Anonymous No.105814124
>>105809266
orly
Anonymous No.105814160
>>105804860 (OP)
>2025
>still swallowing Musk BS
Anonymous No.105814324 >>105814360
>>105811465
Is that why he rigged voting machines to get trump elected and throw up Nazi salutes at his inauguration? Because he's a libtard?

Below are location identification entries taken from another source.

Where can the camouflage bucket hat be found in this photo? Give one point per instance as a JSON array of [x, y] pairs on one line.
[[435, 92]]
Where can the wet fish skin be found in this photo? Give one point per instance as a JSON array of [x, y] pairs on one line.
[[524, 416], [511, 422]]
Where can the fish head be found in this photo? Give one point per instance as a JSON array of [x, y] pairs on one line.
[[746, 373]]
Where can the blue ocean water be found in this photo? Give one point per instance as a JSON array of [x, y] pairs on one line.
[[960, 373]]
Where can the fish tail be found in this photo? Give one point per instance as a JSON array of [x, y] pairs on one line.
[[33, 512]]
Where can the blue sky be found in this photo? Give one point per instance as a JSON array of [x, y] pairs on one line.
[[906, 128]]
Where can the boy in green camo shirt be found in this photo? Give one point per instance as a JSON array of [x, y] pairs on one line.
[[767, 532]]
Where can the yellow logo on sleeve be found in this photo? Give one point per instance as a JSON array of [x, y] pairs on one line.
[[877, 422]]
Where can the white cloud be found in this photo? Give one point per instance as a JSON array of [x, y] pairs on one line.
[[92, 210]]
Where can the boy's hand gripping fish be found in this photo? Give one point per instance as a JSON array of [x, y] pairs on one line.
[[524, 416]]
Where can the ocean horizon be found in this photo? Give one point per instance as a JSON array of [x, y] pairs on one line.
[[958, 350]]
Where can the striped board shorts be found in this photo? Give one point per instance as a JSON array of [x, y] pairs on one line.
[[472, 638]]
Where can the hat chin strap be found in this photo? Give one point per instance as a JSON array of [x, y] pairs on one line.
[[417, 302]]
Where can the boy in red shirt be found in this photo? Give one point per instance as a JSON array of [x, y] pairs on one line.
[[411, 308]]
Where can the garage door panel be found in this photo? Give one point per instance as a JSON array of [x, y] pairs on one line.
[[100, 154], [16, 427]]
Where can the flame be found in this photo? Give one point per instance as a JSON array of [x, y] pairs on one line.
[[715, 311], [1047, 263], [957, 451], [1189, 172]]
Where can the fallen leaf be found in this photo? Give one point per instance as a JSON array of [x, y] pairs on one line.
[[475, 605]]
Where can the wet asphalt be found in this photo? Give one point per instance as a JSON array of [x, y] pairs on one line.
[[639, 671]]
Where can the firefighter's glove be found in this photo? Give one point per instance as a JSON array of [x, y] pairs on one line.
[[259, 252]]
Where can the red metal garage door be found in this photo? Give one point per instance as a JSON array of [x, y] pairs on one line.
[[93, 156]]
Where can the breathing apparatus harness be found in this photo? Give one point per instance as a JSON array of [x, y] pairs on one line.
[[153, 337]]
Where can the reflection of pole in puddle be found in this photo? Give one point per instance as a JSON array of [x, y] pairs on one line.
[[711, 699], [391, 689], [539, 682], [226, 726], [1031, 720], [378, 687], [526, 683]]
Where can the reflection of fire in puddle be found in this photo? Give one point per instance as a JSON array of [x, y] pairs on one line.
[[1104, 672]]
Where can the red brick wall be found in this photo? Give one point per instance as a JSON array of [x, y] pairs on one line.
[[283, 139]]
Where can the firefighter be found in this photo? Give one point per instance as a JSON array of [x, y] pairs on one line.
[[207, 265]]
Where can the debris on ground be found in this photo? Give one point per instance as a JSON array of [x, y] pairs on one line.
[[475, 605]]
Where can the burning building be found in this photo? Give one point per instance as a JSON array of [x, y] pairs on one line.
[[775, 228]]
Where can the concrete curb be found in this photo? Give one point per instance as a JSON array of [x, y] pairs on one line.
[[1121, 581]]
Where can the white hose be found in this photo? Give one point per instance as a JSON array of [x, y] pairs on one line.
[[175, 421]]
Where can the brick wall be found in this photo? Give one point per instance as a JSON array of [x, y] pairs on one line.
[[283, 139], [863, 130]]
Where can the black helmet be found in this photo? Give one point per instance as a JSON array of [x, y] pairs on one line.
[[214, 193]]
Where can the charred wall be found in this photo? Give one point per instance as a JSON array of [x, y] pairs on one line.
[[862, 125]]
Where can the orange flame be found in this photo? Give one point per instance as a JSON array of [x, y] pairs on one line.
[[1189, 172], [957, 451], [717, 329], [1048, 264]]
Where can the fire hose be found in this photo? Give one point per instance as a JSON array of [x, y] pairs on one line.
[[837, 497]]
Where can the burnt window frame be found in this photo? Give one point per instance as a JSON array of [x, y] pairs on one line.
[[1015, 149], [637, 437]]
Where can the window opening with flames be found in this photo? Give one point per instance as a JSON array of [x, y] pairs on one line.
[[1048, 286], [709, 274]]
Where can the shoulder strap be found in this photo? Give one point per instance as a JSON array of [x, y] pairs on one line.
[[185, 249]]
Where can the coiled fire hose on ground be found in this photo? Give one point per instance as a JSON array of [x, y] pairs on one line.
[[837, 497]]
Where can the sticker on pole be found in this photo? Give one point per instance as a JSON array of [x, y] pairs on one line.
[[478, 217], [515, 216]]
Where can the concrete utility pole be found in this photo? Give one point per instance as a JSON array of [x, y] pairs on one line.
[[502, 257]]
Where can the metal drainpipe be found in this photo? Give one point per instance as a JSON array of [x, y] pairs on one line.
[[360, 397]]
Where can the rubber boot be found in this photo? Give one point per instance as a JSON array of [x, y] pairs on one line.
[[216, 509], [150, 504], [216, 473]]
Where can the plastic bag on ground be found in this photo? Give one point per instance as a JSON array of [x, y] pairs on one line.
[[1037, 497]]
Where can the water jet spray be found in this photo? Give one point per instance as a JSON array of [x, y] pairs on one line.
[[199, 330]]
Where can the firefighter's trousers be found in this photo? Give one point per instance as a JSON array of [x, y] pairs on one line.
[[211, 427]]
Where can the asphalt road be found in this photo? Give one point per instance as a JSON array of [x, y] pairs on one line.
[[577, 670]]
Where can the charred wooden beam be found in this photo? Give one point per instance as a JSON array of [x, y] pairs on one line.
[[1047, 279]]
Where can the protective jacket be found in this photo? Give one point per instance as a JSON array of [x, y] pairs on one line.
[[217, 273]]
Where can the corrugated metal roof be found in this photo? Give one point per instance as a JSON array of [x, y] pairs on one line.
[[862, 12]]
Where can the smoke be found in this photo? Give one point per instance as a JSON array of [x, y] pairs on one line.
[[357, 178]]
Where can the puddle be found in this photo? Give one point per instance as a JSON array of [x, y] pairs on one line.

Anonymous No.105814360 >>105818679
>>105814324
>rigged voting machines to get trump elected
take your meds, blueanon
Anonymous No.105814503
>>105804860 (OP)
>muh AI benchmarks
these grifters have no shame whatsoever
Anonymous No.105814886
>>105805010
> communist child rapist has mental breakdown
nobody cares. when is the livestream suicide?
Anonymous No.105815470
Aint mean nothing to me
Anonymous No.105815751
>>105814078
sorry, elon. you killed those girls. facts over feelings.
t. grok
Anonymous No.105817446
Grok 4 is an AGI
Anonymous No.105818493
>>105805136
>implying that bc ranjesh got himself on a list of 20+ authors that he contributed meaningfully to the invention of transformers
lol
Anonymous No.105818679
>>105814360
Trump literally admitted to it
Anonymous No.105819346
>>105811479
Dude every LLM struggles with that. They make up command line flags and settings like there's no tomorrow. You can't hold it against Gem uniquely.
Anonymous No.105820678
>>105804860 (OP) I believe those graphs are all fake at this point.
Anonymous No.105820839
>>105806027
Leftists have daddy issues and right wingers have mommy issues
Anonymous No.105821932
>>105805010
If Musk was a Nazi I'd actually like him.

Kill yourself pajeet bot.
Anonymous No.105822252
>>105814078
Rainfall predictions (predictive meteorology) and alerts (sending out text messages) cant at all be explained by axing 600 members of your weather services and then (no joke) actually hiring back 100 because things weren't running at all (this happened before the Texas flood)?
Anonymous No.105822269
It seems that they wouldn't send out alerts if they don't know a storm is coming
And they can't know a storm is coming if they don't predict it via meteorology.